Self-Focused... that's what it's ALL About...

I needed a blog *re-vamp*...  it was only until recently that I've discovered the importance of my writing & my reflection...

The last week, few weeks - no the last week... I have been in a bit of a *funk*... falling into my old bad ways...  Perhaps, it all started that one night I celebrated convocation...  Drunk, I picked up some guys own girlfriend...  He was chatting it up with some other dudes, she was irritated with him - so I pulled her to the bar & we had a drink or two... my hands definitely wandering & before she left, she grabbed my phone & punched in her digits...

It put me into a funk... because not only did she break the moral line - but so did I.... and so has all the female influences in my life...  I am not one who has had many positive relationships... many of them failed, failed primarily on lies & deception... over time, these scars fade away - then resurface over & over again... triggered by similar instances... triggered by familiar faces..

My *lil sis* tells me that my perception of women has become warpped... that I've lost faith in real women & real relationships... - this is true.

I have lost faith in a lot more than just women... I have lost my faith in my friends, my community & nearly all members I have worked with in the past...  - none of them are no longer important to me..

I have made MANY successes in my life, as I look back upon it.  Yet, no real sense of accomplishment..

I re-read an *old, OLD* post, I wrote to myself - to an ex-girlfriend... I never gave it to her, because well... I saw no point, since it was all over, crumbled & burnt in flames...  it was titled "Not My Fault"...
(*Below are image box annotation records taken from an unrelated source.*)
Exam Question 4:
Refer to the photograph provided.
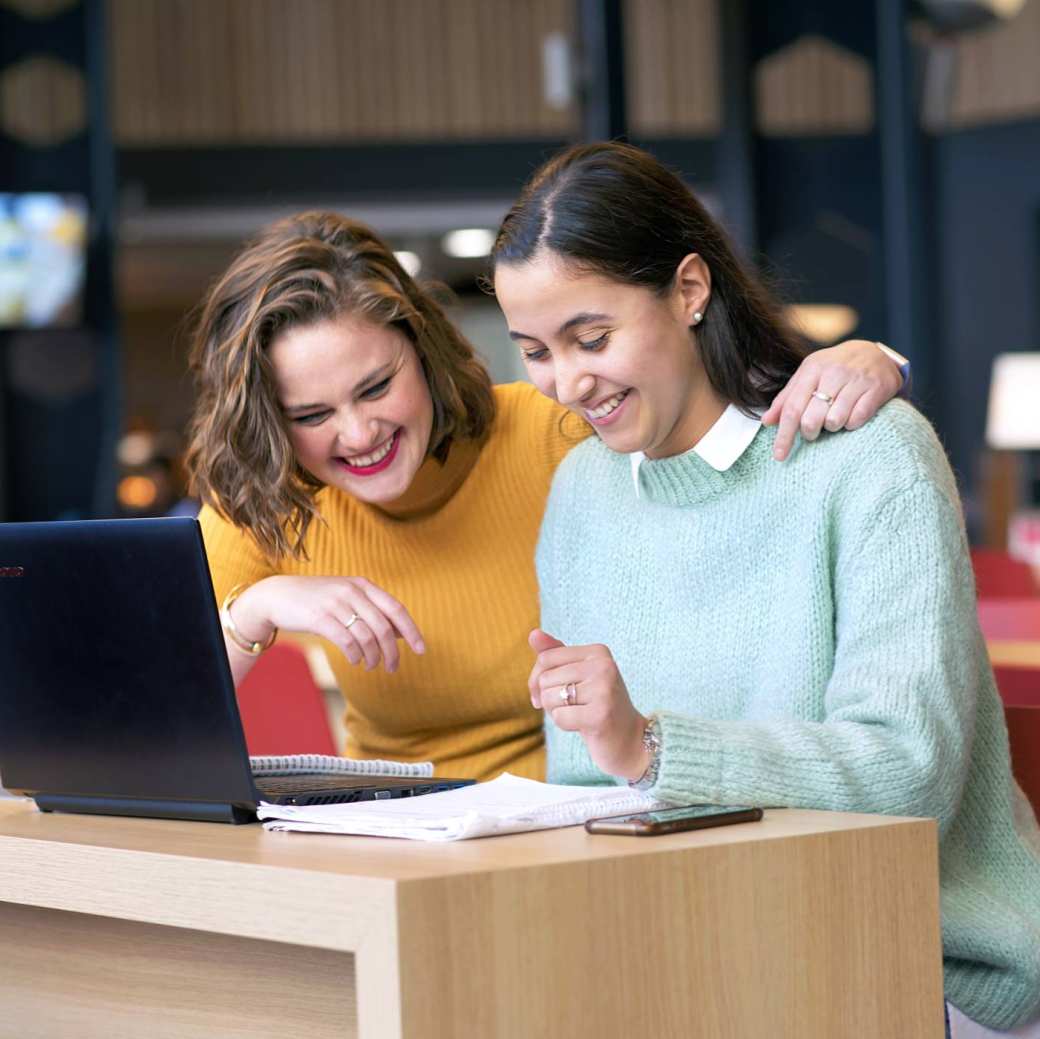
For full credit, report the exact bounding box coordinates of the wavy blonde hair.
[186,212,495,559]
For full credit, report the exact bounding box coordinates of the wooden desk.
[0,802,942,1039]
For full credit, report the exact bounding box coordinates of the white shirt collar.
[628,405,762,497]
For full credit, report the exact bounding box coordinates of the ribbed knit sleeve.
[655,480,988,830]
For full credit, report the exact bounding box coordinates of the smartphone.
[586,805,762,837]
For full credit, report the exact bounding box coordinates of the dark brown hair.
[492,142,805,411]
[186,212,495,557]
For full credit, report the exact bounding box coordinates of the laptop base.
[32,794,257,824]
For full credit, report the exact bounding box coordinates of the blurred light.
[986,354,1040,451]
[393,249,422,278]
[115,476,159,509]
[441,228,495,260]
[542,32,574,111]
[115,433,155,466]
[920,0,1025,32]
[784,303,859,345]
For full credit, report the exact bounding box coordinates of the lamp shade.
[986,354,1040,451]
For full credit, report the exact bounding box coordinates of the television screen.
[0,191,86,329]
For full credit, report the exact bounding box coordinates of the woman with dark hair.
[187,213,900,778]
[493,144,1040,1029]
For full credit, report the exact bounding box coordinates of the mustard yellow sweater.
[200,383,580,779]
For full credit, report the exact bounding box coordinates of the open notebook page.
[257,773,665,840]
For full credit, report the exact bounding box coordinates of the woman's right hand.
[231,576,426,672]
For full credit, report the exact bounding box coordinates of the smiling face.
[495,250,725,458]
[268,315,434,502]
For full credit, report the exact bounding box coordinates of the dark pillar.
[716,0,758,259]
[578,0,628,140]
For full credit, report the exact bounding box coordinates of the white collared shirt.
[628,405,762,497]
And I think this is what pulled, or gave me the leverage to PULL me out of this *funk*... I have had MANY successes not because I followed others, but because I DROVE THE PATH!!  And I should not allow the actions of the masses, the dumb, the ignorant, the skanky - to dictate my preceptions, ambitions & faith of the world...  To be *Great* - I must dictate my faith, with myself - my inner core... for THIS is what will bring me great success!!

So - I have to *re* focus on myself... my fitness, my career, my professional entertainment (golf, gym, bbq, etc).

Following my Soul, will Bring me to Happiness...  Losing Faith from the Actions of Others, will only Bring me Harm.